La “muerte”del hijo ligado a la madre que tiene lugar en Caná es preludio de la muerte en cruz del Hijo del Hombre, como el bautismo de agua del Jordán fue preludio del bautismo de sangre del Gólgota. En Caná, Jesús dice a la Madre: “Aún no ha llegado mi hora” (Jn 2, 4). En uno de los anuncios de la Pasión, presagiando la angustia de Getsemaní dirá: “Padre, líbrame de esta hora” (Jn 12, 27).
La hora…,bendita hora, aciaga hora, hora gloriosa, la hora… Jesucristo, Señor del Tiempo se encarnó, se insertó en la historia, se hizo uno de nosotros, limitándose a Sí mismo (kénosis, vaciamiento). Vivió cronológicamente como un hombre mortal para hacernos inmortales. Se adentró en el tiempo para hacerlo estallar y disolverlo con su triunfo sobre la muerte.
María es, como vemos, un personaje clave, activo, desencadenante del prodigio. No es designada por su nombre, sino a través de su función de “madre”. Cuatro veces en todo el relato, como cuatro, en asombrosa y significativa simetría, serán las veces que aparezca la palabra “madre”para mencionar a María en la Pasión, esa hora que aún no había llegado, como dice Jesús en este relato.
No hay distancia, indiferencia o frialdad en Jesús cuando llama a su madre “mujer”,tanto aquí como en la pasión. Creo que es una manera muy clara de subrayar esa simetría que acentúa el simbolismo.
Primero fue el vino nuevo. Y su madre estaba junto a él. Al final, después del bautismo de sangre, fue la vida nueva.
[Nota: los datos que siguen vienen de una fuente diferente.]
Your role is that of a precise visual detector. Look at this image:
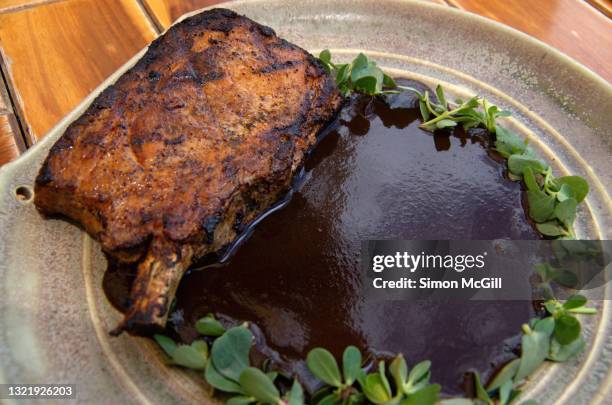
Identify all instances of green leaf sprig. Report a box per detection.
[319,49,396,96]
[306,346,440,405]
[319,49,589,239]
[398,85,589,239]
[154,314,304,405]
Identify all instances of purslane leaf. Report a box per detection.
[536,221,567,236]
[474,372,493,405]
[342,346,361,385]
[211,326,253,382]
[204,359,242,394]
[554,198,578,229]
[555,314,581,345]
[554,176,589,202]
[547,337,586,362]
[240,367,280,404]
[306,347,342,387]
[363,374,391,404]
[400,384,440,405]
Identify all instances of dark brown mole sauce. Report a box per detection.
[105,82,538,394]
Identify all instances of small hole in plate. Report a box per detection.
[15,186,34,202]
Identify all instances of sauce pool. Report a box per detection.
[104,81,539,395]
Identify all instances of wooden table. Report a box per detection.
[0,0,612,165]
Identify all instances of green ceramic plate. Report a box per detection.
[0,0,612,404]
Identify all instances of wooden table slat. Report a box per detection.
[0,0,156,143]
[0,0,612,165]
[0,114,25,166]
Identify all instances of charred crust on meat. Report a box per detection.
[34,9,342,333]
[202,215,223,245]
[257,60,304,74]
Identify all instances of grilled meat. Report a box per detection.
[35,9,341,333]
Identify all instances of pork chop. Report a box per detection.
[35,9,342,333]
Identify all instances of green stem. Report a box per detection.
[568,307,597,315]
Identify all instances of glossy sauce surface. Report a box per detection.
[105,83,538,394]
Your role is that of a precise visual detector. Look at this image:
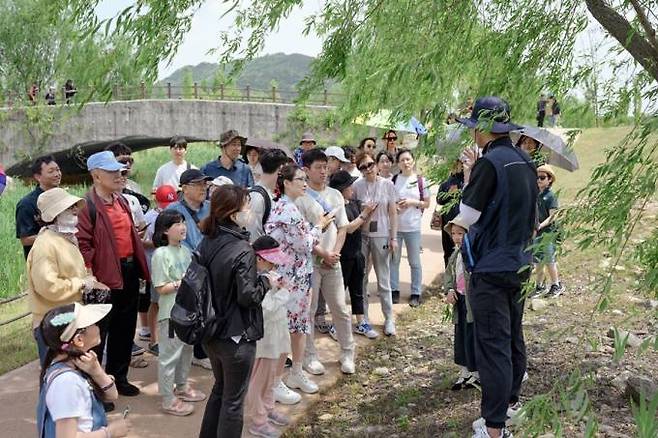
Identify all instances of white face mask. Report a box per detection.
[55,210,78,234]
[233,210,251,228]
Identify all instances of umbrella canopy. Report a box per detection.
[510,126,580,172]
[352,109,427,135]
[242,138,293,158]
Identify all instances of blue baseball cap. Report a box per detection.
[87,151,126,172]
[457,96,521,134]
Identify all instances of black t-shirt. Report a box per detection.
[16,186,43,259]
[340,199,361,260]
[462,159,497,212]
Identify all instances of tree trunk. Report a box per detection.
[585,0,658,81]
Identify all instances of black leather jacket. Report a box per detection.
[198,225,270,341]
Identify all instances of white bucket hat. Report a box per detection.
[37,187,85,223]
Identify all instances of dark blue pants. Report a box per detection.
[469,272,526,429]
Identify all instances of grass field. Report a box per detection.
[0,127,629,373]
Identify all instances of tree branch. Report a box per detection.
[630,0,658,56]
[585,0,658,81]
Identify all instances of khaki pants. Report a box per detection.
[306,263,354,360]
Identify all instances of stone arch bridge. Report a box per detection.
[0,99,333,176]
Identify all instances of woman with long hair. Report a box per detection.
[265,164,333,394]
[37,303,130,438]
[197,184,270,438]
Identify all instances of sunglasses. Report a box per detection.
[358,161,375,172]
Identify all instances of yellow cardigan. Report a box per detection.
[27,228,88,327]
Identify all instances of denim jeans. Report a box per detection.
[391,230,423,296]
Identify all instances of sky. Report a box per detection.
[97,0,323,79]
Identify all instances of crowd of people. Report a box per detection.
[16,97,563,438]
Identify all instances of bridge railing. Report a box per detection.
[0,82,344,107]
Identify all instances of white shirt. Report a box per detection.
[395,173,430,232]
[46,372,94,432]
[295,187,349,258]
[153,160,198,190]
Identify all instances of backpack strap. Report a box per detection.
[249,185,272,226]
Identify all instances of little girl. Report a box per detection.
[37,303,130,438]
[246,236,290,438]
[443,216,480,391]
[151,210,206,416]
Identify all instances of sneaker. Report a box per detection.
[354,320,379,339]
[286,370,320,394]
[192,357,212,370]
[132,342,146,356]
[267,410,290,427]
[274,380,302,405]
[384,319,397,336]
[139,328,151,342]
[409,295,420,307]
[548,283,564,298]
[340,357,356,374]
[249,423,281,438]
[473,418,514,438]
[303,358,325,376]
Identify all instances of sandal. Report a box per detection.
[162,398,194,417]
[130,357,149,368]
[174,385,206,402]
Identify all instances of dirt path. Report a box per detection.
[0,212,443,438]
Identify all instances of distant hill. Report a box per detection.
[160,53,314,91]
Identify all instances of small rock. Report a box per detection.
[625,376,658,403]
[530,298,548,312]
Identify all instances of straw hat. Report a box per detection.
[37,187,85,223]
[443,216,468,234]
[537,164,556,183]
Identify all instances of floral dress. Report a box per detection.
[265,195,321,334]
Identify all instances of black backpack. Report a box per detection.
[169,245,225,345]
[249,186,272,226]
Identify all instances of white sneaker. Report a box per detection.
[303,358,325,376]
[473,418,514,438]
[286,370,320,394]
[384,319,397,336]
[340,357,355,374]
[192,357,212,370]
[273,380,302,405]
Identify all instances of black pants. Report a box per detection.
[454,294,477,372]
[441,229,455,267]
[95,261,140,382]
[199,339,256,438]
[469,272,526,428]
[340,252,366,315]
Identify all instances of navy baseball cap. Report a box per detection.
[457,96,521,134]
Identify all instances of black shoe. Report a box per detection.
[115,382,139,397]
[409,295,420,307]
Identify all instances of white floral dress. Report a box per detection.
[265,195,321,334]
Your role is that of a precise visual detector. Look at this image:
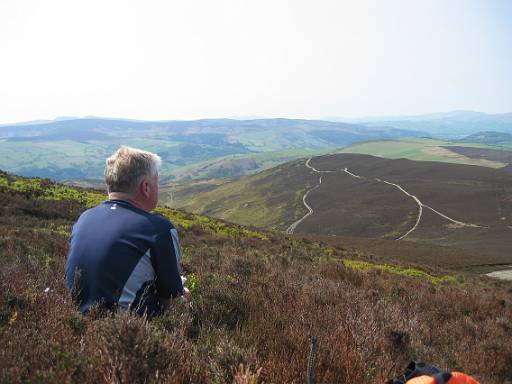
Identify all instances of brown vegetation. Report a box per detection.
[0,175,512,383]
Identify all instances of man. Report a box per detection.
[66,146,190,317]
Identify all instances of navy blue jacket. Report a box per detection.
[65,200,183,316]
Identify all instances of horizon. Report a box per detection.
[0,110,512,127]
[0,0,512,124]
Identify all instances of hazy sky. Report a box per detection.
[0,0,512,123]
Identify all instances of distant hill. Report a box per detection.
[164,154,512,263]
[459,131,512,144]
[0,117,424,181]
[341,111,512,140]
[336,138,512,168]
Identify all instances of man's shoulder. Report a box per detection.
[148,213,175,231]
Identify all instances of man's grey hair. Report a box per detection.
[105,146,162,194]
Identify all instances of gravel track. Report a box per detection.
[285,157,486,237]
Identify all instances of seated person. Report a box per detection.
[65,147,190,317]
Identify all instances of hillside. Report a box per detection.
[0,173,512,384]
[164,154,512,267]
[336,138,512,168]
[0,117,422,185]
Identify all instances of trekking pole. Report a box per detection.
[306,336,316,384]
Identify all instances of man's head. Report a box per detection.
[105,146,162,211]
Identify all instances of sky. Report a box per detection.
[0,0,512,123]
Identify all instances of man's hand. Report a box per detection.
[181,287,192,304]
[181,276,192,304]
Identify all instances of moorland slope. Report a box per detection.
[0,172,512,384]
[169,154,512,267]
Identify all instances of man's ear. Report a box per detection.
[139,180,149,197]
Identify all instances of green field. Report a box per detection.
[337,139,507,168]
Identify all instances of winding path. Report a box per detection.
[285,157,488,240]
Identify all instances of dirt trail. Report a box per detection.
[286,157,488,240]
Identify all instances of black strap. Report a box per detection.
[432,372,452,384]
[386,361,452,384]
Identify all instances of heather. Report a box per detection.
[0,174,512,383]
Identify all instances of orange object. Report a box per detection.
[406,372,480,384]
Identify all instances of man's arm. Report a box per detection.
[154,226,184,301]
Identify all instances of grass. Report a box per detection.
[0,173,512,384]
[343,259,459,284]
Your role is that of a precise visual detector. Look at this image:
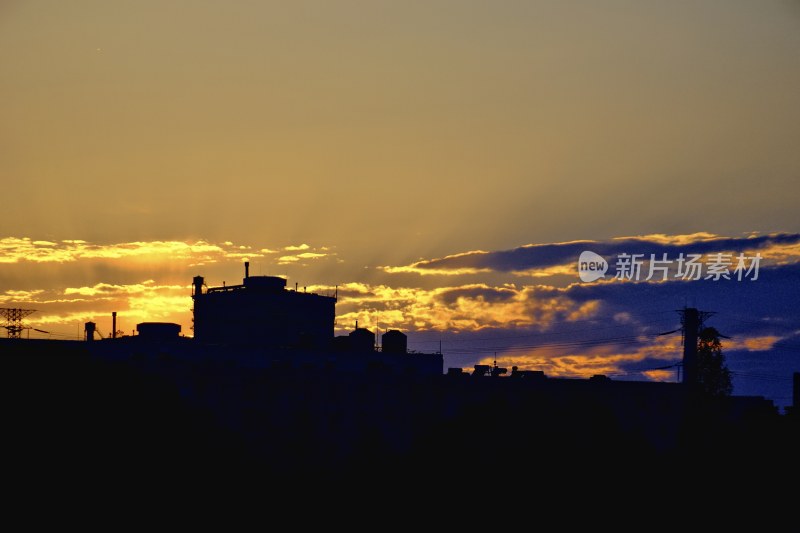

Y su madre también estaba junto a él.
Él hizo el vino nuevo y la vida nueva, porque hace todo nuevo, y nos hace del todo nuevos.
Él hizo el vino nuevo y la vida nueva, porque hace todo nuevo, y nos hace del todo nuevos.
“Haced lo que él os diga”, dijo María aquella tarde de alegría y tristeza, de prodigio y presagio. Debió decirlo, quizá, con la voz firme y quebrada a la vez, acaso vislumbrando todo lo que acontecería tres años después. “Haced lo que él os diga”, nos sigue diciendo la madre, nuestra madre, cada vez que respiramos.